Одной рукой Бомарше крепко продолжал удерживать девушку за талию, как свою добычу, пальцем другой руки он коснулся нежной кожи ее груди в вырезе платья и легонько погладил в том месте, которое именуется ложбинкой греха.
– Сударь! Вы сейчас находитесь на пике популярности и народной славы, несмотря на то, что преданы позору и шельмованию. Вам, как защитнику попранной свободы и борцу за справедливость, рукоплещет восхищенный Париж. Что же говорить о том впечатлении, которое вы произвели на меня, молодую экзальтированную особу, воспитанную на свободолюбивых произведениях Вольтера и Руссо. Прибавьте ко всему этому ваше великодушие и необычайное очарование. Вы просто неизбежно должны производить впечатление на женщин. Я не могла не влюбиться в вас с первого взгляда. Поскольку молча страдать и мучиться от невозможности общения с вами не в моем характере, я решилась на столь решительный шаг, чтобы объясниться с вами и услышать свой окончательный приговор.
После этого признания, Мария потупила глаза, тело ее обмякло, готовое покориться любой прихоти, обнимавшего ее стан кумира.

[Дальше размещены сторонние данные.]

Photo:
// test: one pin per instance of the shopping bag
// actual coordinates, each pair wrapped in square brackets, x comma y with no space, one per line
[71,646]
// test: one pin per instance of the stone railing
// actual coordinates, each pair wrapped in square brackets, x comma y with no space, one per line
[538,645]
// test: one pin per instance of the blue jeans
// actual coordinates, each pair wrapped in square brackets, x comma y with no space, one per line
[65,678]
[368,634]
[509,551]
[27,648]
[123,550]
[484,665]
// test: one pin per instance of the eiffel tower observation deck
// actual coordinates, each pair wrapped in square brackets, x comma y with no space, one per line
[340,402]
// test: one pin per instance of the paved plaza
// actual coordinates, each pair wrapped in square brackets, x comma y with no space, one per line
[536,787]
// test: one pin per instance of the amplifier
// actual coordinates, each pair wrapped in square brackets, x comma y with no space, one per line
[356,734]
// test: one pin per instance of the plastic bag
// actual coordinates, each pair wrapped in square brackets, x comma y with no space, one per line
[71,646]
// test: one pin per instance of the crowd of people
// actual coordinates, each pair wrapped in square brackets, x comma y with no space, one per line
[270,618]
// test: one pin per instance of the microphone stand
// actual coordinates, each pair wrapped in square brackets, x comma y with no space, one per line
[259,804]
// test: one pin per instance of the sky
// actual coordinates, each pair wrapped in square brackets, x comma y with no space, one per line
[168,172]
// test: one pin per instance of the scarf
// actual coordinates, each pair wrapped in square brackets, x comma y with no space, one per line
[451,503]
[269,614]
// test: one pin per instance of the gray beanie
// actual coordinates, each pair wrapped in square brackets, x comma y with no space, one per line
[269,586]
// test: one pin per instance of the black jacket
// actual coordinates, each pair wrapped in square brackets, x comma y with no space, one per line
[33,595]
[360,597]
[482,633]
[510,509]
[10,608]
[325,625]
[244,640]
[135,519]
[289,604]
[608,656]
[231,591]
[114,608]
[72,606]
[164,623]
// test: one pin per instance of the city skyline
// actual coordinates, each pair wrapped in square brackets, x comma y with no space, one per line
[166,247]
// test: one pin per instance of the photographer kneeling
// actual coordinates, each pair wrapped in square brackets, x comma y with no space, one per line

Бомарше, не испытавший с ее стороны ни малейшего сопротивления, был немного разочарован. Азарт охотника, необычайно возбуждавший его в отношениях со слабым полом, сегодня в нем даже не воспламенился. Внезапная скука овладела им. Бомарше уже нисколько не сомневался в том, чем закончится этот вечер. И все-таки девушка была необычайно мила, поэтому он не будет привередничать и употребит это блюдо в таком виде, в каком предлагает ему жизнь. Да в нем не достает специй, но зато есть прелесть новизны. Конечно, он насладится ею, осталось совершить лишь последнюю формальность в виде нескольких ничего не значащих фраз, как финальный аккорд заключительной мизансцены.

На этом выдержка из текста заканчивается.